Nov 20 16:44:28 flpmid sshd[196890]: error: Could not load host key: /etc/ssh/ssh_host_dsa_key
Nov 20 16:44:28 flpmid sshd[196890]: Connection from 137.74.173.182 port 39496 on 154.114.23.2 port 22
Nov 20 16:44:29 flpmid sshd[196890]: reprocess config line 47: Deprecated option RSAAuthentication
Nov 20 16:44:29 flpmid sshd[196890]: Invalid user ranjit from 137.74.173.182 port 39496
Nov 20 16:44:29 flpmid sshd[196890]: input_userauth_request: invalid user ranjit [preauth]

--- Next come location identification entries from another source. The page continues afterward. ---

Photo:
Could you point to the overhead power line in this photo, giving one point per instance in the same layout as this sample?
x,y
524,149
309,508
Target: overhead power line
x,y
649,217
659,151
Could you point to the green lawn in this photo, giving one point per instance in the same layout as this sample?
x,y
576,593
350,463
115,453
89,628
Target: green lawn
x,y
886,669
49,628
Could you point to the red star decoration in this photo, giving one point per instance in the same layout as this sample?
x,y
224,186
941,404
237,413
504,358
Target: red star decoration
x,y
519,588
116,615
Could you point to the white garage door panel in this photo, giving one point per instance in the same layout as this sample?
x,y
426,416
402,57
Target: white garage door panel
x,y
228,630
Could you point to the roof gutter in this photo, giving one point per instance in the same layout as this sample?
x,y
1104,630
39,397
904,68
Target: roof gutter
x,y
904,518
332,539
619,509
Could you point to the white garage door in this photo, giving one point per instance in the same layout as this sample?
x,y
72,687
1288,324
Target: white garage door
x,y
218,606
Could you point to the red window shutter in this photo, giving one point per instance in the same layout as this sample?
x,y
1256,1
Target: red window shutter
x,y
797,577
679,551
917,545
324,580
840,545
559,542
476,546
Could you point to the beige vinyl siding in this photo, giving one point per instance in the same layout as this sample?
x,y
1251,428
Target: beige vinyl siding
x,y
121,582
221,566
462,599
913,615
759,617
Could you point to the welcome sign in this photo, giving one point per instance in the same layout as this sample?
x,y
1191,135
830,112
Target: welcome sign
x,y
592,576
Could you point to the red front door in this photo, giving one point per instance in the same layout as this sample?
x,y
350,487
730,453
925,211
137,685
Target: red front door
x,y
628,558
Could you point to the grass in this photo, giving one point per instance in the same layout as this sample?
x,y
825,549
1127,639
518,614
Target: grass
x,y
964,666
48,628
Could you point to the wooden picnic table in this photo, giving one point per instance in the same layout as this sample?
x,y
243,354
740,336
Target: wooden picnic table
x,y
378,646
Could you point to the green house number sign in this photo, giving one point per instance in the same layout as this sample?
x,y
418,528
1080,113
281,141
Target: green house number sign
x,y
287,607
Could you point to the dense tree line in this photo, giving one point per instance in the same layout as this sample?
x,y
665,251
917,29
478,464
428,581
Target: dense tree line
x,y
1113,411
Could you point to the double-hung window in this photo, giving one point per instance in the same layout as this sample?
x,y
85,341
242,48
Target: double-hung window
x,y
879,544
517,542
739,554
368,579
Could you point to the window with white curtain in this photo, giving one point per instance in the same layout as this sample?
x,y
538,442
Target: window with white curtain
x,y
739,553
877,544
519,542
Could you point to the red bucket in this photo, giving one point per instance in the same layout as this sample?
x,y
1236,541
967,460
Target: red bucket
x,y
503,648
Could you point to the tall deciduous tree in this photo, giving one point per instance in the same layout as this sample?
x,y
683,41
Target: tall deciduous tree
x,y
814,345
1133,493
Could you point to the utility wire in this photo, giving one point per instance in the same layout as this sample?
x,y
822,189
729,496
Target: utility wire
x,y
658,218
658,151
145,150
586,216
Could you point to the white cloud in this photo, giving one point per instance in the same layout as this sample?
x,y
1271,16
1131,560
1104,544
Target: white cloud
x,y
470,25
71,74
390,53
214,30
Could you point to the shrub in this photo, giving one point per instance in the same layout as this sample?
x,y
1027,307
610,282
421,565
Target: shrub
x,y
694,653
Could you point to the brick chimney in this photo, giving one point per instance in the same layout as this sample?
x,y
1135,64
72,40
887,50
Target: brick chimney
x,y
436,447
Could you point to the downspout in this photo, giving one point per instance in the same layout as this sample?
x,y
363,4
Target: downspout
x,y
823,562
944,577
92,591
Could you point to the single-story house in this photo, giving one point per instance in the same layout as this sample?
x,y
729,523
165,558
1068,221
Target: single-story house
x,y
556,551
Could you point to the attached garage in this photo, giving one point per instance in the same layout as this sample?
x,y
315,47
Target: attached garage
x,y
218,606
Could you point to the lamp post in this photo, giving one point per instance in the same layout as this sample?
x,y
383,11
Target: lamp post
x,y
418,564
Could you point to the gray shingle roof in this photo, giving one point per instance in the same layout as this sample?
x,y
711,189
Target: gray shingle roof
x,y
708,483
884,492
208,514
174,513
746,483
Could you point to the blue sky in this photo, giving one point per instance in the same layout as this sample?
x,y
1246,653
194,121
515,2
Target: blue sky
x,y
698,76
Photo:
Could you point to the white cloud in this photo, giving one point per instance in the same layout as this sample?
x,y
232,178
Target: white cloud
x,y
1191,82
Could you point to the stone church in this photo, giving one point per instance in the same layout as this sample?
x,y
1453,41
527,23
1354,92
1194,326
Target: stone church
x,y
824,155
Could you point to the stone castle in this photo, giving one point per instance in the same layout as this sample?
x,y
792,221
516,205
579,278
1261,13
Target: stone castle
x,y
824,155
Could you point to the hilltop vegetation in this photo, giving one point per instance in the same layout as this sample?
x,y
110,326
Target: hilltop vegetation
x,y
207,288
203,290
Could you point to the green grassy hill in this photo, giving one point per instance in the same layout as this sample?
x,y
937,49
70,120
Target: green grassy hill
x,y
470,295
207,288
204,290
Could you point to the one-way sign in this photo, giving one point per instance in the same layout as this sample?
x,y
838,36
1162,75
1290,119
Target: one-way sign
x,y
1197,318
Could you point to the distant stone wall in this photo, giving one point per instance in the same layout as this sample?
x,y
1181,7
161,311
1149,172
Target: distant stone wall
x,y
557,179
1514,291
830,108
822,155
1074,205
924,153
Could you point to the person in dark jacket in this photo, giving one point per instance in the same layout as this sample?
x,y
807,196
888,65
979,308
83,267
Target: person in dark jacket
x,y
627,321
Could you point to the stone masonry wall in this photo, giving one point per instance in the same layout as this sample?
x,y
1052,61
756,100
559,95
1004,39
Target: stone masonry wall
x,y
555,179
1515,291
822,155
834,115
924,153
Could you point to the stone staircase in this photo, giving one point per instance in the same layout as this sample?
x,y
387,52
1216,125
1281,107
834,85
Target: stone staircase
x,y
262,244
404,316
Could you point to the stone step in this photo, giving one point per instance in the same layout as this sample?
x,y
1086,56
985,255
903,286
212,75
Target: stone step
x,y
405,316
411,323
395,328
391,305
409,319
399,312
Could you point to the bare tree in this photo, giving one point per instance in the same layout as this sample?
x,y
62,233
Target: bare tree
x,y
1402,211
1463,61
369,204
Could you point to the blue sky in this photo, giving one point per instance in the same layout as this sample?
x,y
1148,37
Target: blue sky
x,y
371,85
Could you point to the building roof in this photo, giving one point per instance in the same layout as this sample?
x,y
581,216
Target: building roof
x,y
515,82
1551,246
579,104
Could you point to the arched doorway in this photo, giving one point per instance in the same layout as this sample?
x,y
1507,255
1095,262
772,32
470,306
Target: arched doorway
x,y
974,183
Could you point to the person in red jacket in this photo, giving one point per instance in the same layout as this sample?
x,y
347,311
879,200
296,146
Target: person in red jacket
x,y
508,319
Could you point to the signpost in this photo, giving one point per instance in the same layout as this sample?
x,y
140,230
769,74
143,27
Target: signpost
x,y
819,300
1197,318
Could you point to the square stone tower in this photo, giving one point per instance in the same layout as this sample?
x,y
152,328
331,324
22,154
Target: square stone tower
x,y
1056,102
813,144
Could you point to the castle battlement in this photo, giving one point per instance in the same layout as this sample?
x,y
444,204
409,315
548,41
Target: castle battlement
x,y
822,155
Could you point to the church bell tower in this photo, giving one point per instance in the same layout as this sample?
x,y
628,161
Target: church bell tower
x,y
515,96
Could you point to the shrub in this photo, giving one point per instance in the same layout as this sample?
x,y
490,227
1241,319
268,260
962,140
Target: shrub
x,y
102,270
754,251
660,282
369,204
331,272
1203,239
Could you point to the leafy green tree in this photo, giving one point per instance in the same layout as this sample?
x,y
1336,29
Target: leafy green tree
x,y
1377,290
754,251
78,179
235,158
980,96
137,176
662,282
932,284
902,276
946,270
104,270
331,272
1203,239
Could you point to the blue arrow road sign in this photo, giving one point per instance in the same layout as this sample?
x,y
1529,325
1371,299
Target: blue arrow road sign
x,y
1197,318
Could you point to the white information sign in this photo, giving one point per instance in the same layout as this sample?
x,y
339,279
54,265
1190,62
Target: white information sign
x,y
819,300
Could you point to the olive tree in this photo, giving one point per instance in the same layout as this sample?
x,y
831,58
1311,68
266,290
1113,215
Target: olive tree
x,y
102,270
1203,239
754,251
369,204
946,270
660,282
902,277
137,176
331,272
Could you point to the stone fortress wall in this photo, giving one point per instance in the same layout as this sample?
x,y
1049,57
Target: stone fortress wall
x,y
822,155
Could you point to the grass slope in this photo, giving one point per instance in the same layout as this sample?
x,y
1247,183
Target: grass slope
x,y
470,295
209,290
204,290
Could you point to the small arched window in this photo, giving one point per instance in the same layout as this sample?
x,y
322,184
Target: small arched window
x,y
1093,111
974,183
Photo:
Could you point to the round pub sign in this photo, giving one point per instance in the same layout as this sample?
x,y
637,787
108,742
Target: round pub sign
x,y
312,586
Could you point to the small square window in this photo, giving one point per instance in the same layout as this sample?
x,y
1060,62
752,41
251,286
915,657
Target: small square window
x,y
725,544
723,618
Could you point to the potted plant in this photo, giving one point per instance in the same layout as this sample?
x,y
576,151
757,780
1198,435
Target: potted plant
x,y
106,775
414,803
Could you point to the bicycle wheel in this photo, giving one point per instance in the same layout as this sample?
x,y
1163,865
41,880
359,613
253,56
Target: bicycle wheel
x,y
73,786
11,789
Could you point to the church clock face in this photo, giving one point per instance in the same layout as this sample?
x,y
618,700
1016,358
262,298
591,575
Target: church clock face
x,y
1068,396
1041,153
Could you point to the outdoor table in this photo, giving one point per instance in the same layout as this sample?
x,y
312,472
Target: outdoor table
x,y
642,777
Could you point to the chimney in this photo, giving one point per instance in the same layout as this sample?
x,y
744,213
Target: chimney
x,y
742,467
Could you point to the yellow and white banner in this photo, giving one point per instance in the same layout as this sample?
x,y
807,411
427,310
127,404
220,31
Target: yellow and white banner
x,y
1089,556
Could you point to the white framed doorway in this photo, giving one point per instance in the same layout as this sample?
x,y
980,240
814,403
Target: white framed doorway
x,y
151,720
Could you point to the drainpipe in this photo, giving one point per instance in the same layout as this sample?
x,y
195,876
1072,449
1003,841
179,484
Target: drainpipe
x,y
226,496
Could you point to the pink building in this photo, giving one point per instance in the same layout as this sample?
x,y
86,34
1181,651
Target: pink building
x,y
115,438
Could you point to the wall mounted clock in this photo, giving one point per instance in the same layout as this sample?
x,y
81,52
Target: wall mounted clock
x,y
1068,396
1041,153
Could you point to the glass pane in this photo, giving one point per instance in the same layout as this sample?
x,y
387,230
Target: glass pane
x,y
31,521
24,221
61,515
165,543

Nov 20 16:44:29 flpmid sshd[196890]: error: Could not get shadow information for NOUSER
Nov 20 16:44:29 flpmid sshd[196890]: Failed password for invalid user ranjit from 137.74.173.182 port 39496 ssh2
Nov 20 16:44:30 flpmid sshd[196890]: Received disconnect from 137.74.173.182 port 39496:11: Bye Bye [preauth]
Nov 20 16:44:30 flpmid sshd[196890]: Disconnected from 137.74.173.182 port 39496 [preauth]
Hint: Some lines were ellipsized, use -l to show in full.
I leave this to the system administrators in charge of the MID FLP.